Coup de jeune sur la pub

Publié le 11 juin 2007 Lecture : 5 minutes.

« Tout s’est fait grâce à Celtel. » Le jeune patron le reconnaît sans détour : sans l’opérateur de téléphonie panafricain, l’agence ZK Advertising ne serait pas ce qu’elle est. « D’une structure de douze personnes, nous nous sommes transformés en une agence de deux cents personnes travaillant dans quinze pays », explique Dia-Eddine Ezzaoudi, un Marocain qui dirige ZK Advertising. Petite agence créée en 2002 en Tanzanie, la société est désormais installée en Afrique du Sud. À l’autre bout du continent, l’agence de communication maghrébine née en Tunisie Karoui & Karoui World doit également une grande partie de son fulgurant développement aux contrats qu’elle a décrochés avec Méditel et Maroc Connect (devenu Wana) au Maroc, avec Djezzy et Nedjma en Algérie et avec Tunisiana dans son propre pays. En Afrique de l’Ouest, l’agence ivoirienne Voodoo Communication a tiré parti du développement d’Orange pour devenir un leader dans la zone franc. « Avant, les budgets de communication provenaient des industriels de l’agroalimentaire ou de l’automobile, explique Fabrice Sawegnon, patron de Voodoo. Aujourd’hui, ce sont les télécoms qui font tourner la machine publicitaire. » Une analyse confirmée par Nebil Karoui, créateur et dirigeant de Karoui & Karoui : « Avec les opérateurs de téléphonie, les budgets consacrés à la publicité ont explosé. Il y a dix ans, le plus gros budget dans la région était de 7 millions de dollars pour une année. Méditel est arrivé au Maroc et il a misé 25 millions de dollars. » Résultat : les sociétés de téléphonie mobile sont devenues, de loin, les plus importants annonceurs dans les pays africains.

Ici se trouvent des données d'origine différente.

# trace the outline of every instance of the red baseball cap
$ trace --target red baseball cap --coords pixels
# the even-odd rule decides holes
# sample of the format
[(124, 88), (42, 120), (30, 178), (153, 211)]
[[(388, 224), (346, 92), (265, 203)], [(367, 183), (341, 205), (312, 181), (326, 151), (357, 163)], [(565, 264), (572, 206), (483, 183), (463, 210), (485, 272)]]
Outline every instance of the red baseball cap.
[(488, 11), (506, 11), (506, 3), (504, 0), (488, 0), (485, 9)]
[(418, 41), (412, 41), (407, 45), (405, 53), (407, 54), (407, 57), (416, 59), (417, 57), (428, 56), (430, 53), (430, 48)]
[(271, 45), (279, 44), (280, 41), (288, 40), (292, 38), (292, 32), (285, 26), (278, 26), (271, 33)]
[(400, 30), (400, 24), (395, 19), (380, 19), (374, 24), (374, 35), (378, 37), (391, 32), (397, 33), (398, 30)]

Importants mais pressés. « Avant, nous avions plusieurs semaines pour élaborer une campagne de publicité. Avec les télécoms, et parce que la concurrence est très forte, nous n’avons parfois qu’une journée, explique Nebil Karoui. L’année dernière, le principal concurrent de Tunisiana a décroché la Coupe du monde de football. Il a fallu réagir aussitôt. Nous avons sélectionné des chanteurs encore peu connus et fait voter les gens pour constituer un Top Five. Il y a ensuite eu une mini-tournée qui a eu un grand succès. » L’approche des marchés, également, a changé. « Avec les équipes de Celtel, l’objectif était de fabriquer une marque africaine pour les Africains », se souvient Dia-Eddine Ezzaoudi. À l’époque, l’idée n’était pas ordinaire : « À ce moment-là, les opérateurs menaient surtout des campagnes promotionnelles locales pour leurs tarifs ou les noms de leurs services prépayés. En outre, leurs publicités n’étaient bien souvent que l’adaptation de campagnes conçues ailleurs dans le monde. » Pour l’opérateur panafricain, il n’était déjà pas question de faire appel à une agence de publicité qui ne soit pas africaine. Et ZK Advertising a su inventer un concept, des affiches et des messages capables de sensibiliser aussi bien un Kényan qu’un Burkinabè.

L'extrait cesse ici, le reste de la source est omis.